If an abscess is ready to be drained it will be fluctuant (a soft or "squishy"
feeling under the skin), but the feeling alone can be deceiving. Unless the
site has opened spontaneously and is draining, do a needle aspiration. Anesthetize
a small central area in the surface of a suspected abscess and insert an 18-
or 20-gauge needle attached to a syringe.
If there is no purulent aspirant, send the patient out using warm compresses
4 times a day for 15 minutes, with instructions to return for any systemic
symptoms of infection or local increased size, pain or drainage. Prescribe
antibiotics (e.g. Augumentin, Dicloxacillan, Keflex, 500 mg qid for 7 days)
if surrounding cellulitis is present and appropriate pain meds.(eg. Ibuprofen
800 mg, Lortab 5/50 tid especially in axillary abscesses) Consider checking
the blood glucose, as undiagnosed or poorly controlled diabetics frequently
get skin abscesses.
If you are able to withdraw a purulent substance it is time for an incision
and drainage (I&D). To do this, clean the skin with betadine. Use a ring block
with 1% or 2% lidocaine with epi. To minimize the burning administer with
a 27-gauge needle. Also, adding sodium bicarb to lidocaine in a 1:10 ratio
will neutralize the acidity, and burn less when injected. Make an approximately
1 centimeter long incision at the center of the abscess. Insert a sterile
cotton swab and break up loculations (smaller adjoining cavities separated
by tissue within an abscess). Apply gentle pressure and express as much of
the pus as possible.
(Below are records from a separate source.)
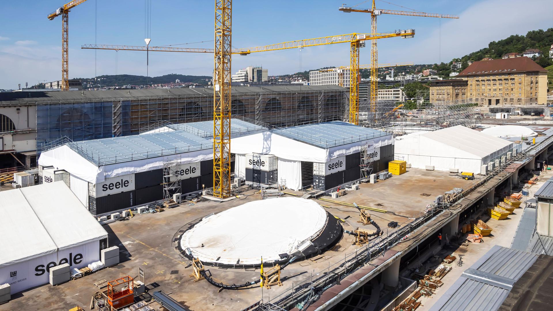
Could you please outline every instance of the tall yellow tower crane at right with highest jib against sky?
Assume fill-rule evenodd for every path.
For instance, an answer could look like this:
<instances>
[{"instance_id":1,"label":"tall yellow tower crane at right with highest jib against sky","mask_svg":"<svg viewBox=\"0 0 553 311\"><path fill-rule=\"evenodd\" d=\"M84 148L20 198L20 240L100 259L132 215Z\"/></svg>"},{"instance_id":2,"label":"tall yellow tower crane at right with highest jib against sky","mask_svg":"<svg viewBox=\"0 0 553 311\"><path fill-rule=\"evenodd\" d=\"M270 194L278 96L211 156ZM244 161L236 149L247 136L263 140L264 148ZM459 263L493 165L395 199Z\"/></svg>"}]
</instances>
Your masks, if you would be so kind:
<instances>
[{"instance_id":1,"label":"tall yellow tower crane at right with highest jib against sky","mask_svg":"<svg viewBox=\"0 0 553 311\"><path fill-rule=\"evenodd\" d=\"M374 6L374 1L375 0L373 0L373 6L370 9L346 7L345 5L342 5L339 8L339 10L346 13L349 13L349 12L371 13L371 32L372 33L377 32L377 16L380 14L437 17L437 18L459 18L458 15L377 9ZM405 38L408 38L408 37L405 37ZM377 121L376 120L376 112L377 112L376 101L377 101L377 89L378 89L377 64L378 64L377 40L372 40L371 42L371 92L369 92L369 96L371 101L371 112L373 113L374 122Z\"/></svg>"}]
</instances>

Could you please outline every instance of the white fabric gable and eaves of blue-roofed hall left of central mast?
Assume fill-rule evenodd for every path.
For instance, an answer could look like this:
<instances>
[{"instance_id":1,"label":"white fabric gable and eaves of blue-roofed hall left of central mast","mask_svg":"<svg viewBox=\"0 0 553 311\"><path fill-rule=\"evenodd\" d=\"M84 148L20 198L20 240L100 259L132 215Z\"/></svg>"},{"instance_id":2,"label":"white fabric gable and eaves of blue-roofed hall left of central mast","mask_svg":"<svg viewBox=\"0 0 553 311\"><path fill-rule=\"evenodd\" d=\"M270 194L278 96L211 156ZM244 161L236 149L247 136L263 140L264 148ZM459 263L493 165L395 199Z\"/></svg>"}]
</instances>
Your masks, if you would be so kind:
<instances>
[{"instance_id":1,"label":"white fabric gable and eaves of blue-roofed hall left of central mast","mask_svg":"<svg viewBox=\"0 0 553 311\"><path fill-rule=\"evenodd\" d=\"M180 154L181 164L211 159L213 159L212 149L204 149ZM163 168L163 161L163 157L156 157L97 167L95 164L89 162L80 154L73 151L67 145L63 145L41 153L38 162L39 165L52 165L55 168L65 169L75 177L86 180L92 184L98 184L110 177Z\"/></svg>"}]
</instances>

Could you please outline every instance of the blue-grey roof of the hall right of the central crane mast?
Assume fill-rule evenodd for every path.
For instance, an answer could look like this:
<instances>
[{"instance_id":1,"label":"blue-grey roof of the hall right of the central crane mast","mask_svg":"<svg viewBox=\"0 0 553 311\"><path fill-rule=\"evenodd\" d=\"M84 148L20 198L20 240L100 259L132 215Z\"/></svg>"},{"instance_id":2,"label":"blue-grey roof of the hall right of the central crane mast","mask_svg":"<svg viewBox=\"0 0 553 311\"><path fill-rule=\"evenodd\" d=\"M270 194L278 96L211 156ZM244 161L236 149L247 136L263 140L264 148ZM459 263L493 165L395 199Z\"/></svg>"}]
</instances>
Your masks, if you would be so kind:
<instances>
[{"instance_id":1,"label":"blue-grey roof of the hall right of the central crane mast","mask_svg":"<svg viewBox=\"0 0 553 311\"><path fill-rule=\"evenodd\" d=\"M342 121L291 126L273 129L271 132L321 148L330 148L390 135L377 129Z\"/></svg>"}]
</instances>

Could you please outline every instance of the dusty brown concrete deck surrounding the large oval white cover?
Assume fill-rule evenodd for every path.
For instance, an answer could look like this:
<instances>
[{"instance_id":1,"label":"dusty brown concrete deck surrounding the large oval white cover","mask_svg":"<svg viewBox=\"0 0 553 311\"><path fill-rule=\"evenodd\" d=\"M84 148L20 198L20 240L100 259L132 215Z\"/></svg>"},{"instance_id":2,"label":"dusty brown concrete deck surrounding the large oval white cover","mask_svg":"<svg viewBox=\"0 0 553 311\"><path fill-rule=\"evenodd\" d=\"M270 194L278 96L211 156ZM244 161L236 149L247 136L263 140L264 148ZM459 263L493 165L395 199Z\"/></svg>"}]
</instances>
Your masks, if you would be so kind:
<instances>
[{"instance_id":1,"label":"dusty brown concrete deck surrounding the large oval white cover","mask_svg":"<svg viewBox=\"0 0 553 311\"><path fill-rule=\"evenodd\" d=\"M393 211L397 215L369 211L372 219L384 230L384 234L389 234L392 229L388 229L388 222L397 221L401 225L401 223L409 221L409 217L424 211L426 204L431 203L437 195L455 187L462 188L469 182L453 177L448 172L410 168L403 175L394 175L392 178L379 181L376 184L362 184L360 190L349 192L338 198L337 201ZM102 279L110 281L123 276L137 277L138 268L143 268L145 271L145 282L148 289L158 288L165 293L170 293L171 297L191 310L241 310L260 300L262 289L259 286L254 286L250 289L218 292L218 288L207 281L194 282L189 277L192 268L185 268L189 261L175 251L171 239L175 232L189 222L247 201L259 200L260 194L257 192L258 190L248 190L243 193L242 199L224 203L215 201L201 201L194 205L183 203L174 209L166 209L155 214L135 215L132 219L105 225L109 234L109 245L120 247L121 263L119 265L102 269L59 286L46 284L14 294L10 302L0 305L0 311L64 310L76 305L88 310L92 294L98 291L93 283ZM286 192L294 193L289 190ZM325 198L330 197L325 196ZM354 230L358 226L374 229L372 225L358 224L359 213L351 206L321 200L318 202L328 206L327 210L331 214L346 220L345 230ZM259 215L259 221L267 222L268 230L279 230L278 224L270 222L270 215ZM301 219L291 218L290 221L301 225ZM289 292L293 286L297 287L301 283L309 282L311 273L314 273L312 277L316 278L318 277L317 273L325 272L329 266L340 265L345 256L351 256L356 250L359 250L358 247L352 245L352 242L353 236L344 234L332 250L322 254L327 257L316 262L304 260L292 263L281 273L283 286L263 289L263 298L265 300L274 299L280 294ZM469 265L467 264L467 266ZM206 267L206 269L210 270L215 281L226 284L241 284L259 278L259 269L213 267ZM153 307L155 306L156 304L153 304Z\"/></svg>"}]
</instances>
Clean the surrounding area. Pack loosely with sterile
iodoform gauze. Cover with gauze dressing. Prescribe pain meds and antibiotics
if surrounding tissue demonstrates cellulitis. Irrigation with normal saline
with moderate pressure is not a bad idea, though not essential to good healing,
since the wound packing will be changed several times.
Wound care instructions should include detailed signs and symptoms of increasing infection. Stress the importance of keeping area dry. Have the patient leave packing in place but change outside dressing as often as needed. The patient should return in 1 to 2 days for recheck or sooner if needed due to fever, if the area of redness increases in size or if
flu-like symptoms develop in case it is a new onset of sepsis. I usually ask if they can bring someone with them at that time and teach both folks how to change the packing. The more purulent exudate that was intially drained during the I&D the more frequently the packing should be changed. An actively draining site can be changed 2 times daily. A modest amount of exudate and the packing can be changed one time daily. If there is little drainage
once every other day will work fine. The packing is used to keep the site from closing up while pus is still being produced. No new pus-no need to pack. Changing the packing can be done any where from 2 times a day to every 2 days.